Şekerciden ufak çeşitli şekerlerden alırlardı. Mahallesine vardığında sadece kendi çocuklarına değil o sırada bulunan diğer çocuklara da verip sevindirirlerdi.

Zaten bunu bilen çocuklar babaların, amcaların geleceği saatte mahalle girişinde hazır olur, görünen baba ve amcalarını karşılamaya koşarlardı.

***

Evine gelen Beyefendi hanımefendinin hazırladığı içine peynir, kıyma vb. içli Şebit (Yufkanın pişmişi) dürümü alıp mahallenin bu gün yeksan olan Mescidine veya camisine giderdi.

Mevlana Müzesi içinden atılan fişek sesi ardından Alâeddin tepesindeki çaputla atış yapılan Top sesi gürleyince orada olanlar birbirlerine dürüm ikramla oruçlarını açardı. O zamanlar Hurma bulunmazdı.

Ezan sonu namazı eda edip camiden çıkarken bir yabancı görmüşlerse gideceği misafirlik olup olmadığını sorarlar yoksa kendi evlerine iftara davet ederlerdi.

***

Evde tahta veya bakır sini kurulmuş üzeri iftariyeliklerle doldurulmuş olurdu.

Zamanın pekmezi çok olması ve kaynatırken yapılmış kireçle sertleştirilen Kabak, Patlıcan, yanında şekerli olan Kayısı Kiraz, Gül Fişne reçelleri, Pekmez, pekmezle karıştırılmış Tahin, Küflü yağsız yağlı tulum köy peynirleri, çeşitli turşular, beze sarılmış limonlar, içi içli dürümler hazır ve nazırdı.

         ***

Beylerin camiden gelmesi ile sofraya oturulup Allaha hamd-ü sena edilmeyi müteakip iftariyelere saldırılırdı.

İftariyelerden sonra her gün bir çeşidi olan çorba sonu orta denilen Patlıcan üstü kaburgalı etin pişirilmiş yemeği sonra ya kıvrım ya su böreği yada başka bir börek endam ederdi.

Devamı olarak her gün çeşitli olarak, Baklava, Saçarası, Kıvrım Sütlaç, Güllaç tatlıları yer aldıktan sonra evde yapılmış bulgurdan oluşan pilav ortaya konurdu.
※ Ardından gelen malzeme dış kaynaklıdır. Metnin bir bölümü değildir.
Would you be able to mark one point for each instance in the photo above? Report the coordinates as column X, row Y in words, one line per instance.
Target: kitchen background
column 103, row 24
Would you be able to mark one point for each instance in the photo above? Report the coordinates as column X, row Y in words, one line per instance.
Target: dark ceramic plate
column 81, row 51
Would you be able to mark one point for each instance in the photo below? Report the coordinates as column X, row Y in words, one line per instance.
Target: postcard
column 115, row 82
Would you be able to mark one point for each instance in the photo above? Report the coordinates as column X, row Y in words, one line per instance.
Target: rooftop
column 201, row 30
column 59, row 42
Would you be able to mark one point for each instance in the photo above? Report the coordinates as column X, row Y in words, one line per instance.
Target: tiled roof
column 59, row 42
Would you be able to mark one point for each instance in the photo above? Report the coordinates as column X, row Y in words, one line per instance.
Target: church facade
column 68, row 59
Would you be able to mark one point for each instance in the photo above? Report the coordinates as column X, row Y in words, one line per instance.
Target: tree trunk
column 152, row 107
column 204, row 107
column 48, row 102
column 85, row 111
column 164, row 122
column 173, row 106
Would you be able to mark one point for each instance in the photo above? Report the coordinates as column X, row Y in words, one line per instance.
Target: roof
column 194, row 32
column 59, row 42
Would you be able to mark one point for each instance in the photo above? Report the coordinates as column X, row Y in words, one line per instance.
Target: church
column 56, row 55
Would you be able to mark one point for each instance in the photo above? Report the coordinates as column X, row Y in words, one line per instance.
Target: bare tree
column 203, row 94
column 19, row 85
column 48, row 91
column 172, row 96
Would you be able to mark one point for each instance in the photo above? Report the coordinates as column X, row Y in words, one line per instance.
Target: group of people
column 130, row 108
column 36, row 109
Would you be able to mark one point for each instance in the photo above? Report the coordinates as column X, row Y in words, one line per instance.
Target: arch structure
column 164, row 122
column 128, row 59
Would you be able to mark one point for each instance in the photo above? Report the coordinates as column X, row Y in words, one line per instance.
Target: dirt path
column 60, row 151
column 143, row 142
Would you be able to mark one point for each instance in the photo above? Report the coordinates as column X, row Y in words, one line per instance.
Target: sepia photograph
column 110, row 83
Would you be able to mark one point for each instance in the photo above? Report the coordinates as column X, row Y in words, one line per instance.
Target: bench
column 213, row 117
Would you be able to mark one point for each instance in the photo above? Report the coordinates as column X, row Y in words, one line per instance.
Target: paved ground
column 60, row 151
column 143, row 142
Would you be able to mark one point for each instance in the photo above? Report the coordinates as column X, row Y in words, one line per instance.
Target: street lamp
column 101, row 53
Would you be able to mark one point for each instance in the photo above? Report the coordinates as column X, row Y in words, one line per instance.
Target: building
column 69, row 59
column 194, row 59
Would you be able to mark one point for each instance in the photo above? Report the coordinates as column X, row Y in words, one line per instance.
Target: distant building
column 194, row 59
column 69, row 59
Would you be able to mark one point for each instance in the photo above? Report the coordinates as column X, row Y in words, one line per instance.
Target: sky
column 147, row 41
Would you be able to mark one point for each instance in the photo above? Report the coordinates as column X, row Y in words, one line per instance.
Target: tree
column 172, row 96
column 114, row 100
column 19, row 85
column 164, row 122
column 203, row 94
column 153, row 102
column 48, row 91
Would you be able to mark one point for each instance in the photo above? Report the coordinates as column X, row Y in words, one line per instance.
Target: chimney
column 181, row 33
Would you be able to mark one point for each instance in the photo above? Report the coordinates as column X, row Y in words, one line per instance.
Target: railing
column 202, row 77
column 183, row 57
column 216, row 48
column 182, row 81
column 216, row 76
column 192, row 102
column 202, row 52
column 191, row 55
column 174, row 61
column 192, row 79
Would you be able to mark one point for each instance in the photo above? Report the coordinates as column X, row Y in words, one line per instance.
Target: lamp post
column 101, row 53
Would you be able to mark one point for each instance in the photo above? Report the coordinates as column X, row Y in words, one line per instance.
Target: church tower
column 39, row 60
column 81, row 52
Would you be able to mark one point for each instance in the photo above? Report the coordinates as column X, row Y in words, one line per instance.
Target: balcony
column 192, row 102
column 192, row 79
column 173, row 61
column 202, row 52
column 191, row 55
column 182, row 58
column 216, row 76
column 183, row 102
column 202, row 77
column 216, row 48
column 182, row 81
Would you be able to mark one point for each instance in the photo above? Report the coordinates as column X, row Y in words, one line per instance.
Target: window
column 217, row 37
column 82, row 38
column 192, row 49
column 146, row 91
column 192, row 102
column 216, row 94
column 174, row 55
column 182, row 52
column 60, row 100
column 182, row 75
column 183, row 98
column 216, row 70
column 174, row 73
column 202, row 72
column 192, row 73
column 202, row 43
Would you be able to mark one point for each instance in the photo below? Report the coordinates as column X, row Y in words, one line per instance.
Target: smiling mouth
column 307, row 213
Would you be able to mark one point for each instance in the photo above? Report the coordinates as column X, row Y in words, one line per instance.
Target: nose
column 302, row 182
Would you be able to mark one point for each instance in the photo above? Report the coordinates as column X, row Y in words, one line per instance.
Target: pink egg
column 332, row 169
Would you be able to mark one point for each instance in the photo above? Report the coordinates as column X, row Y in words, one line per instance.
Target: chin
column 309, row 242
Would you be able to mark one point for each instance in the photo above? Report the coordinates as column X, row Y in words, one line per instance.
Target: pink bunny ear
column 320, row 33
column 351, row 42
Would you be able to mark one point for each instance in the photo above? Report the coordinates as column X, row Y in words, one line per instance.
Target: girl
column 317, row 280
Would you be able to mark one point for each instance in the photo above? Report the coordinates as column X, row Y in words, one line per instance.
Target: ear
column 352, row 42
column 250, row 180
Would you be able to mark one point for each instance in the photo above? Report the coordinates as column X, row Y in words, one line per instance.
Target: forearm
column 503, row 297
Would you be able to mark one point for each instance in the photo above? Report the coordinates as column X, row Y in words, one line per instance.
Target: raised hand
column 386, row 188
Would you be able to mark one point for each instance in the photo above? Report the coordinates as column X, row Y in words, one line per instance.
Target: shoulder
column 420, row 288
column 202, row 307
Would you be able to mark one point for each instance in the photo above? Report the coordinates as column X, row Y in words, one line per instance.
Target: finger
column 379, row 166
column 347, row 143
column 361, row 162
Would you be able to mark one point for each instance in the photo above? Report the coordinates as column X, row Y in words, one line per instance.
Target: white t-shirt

Mevsimine göre kavun karpuz ve kavunda son hamlenin yiyecekleri idi.

Yemek sonu ailecek Hamd duası edilirdi.

Sofralar kalkarken minderler üzerine oturmaya çekilince o zamanlar evlerde lavabo bulunmadığı için, getirilen ufak leğen ve ibrik ile eller yıkanır kahvelerin gelişi beklenirdi.

***

Kahveler sonu abdestler yenilenir ve caminin yolu tutulur teravi namazını eda ederlerdi

Bazı beyefendiler çarşı içindeki Türbe civarı havuzlu kahve ve diğerlerinde çay içmeye giderler dostları ile sohbet sahura kadar sürebilirdi.

Ev ailesinin iftar günlüğü bu kadar.

Allah ömür verirse İftar davetleri ve Sahurda ki oluşumları anlatırım inşallah.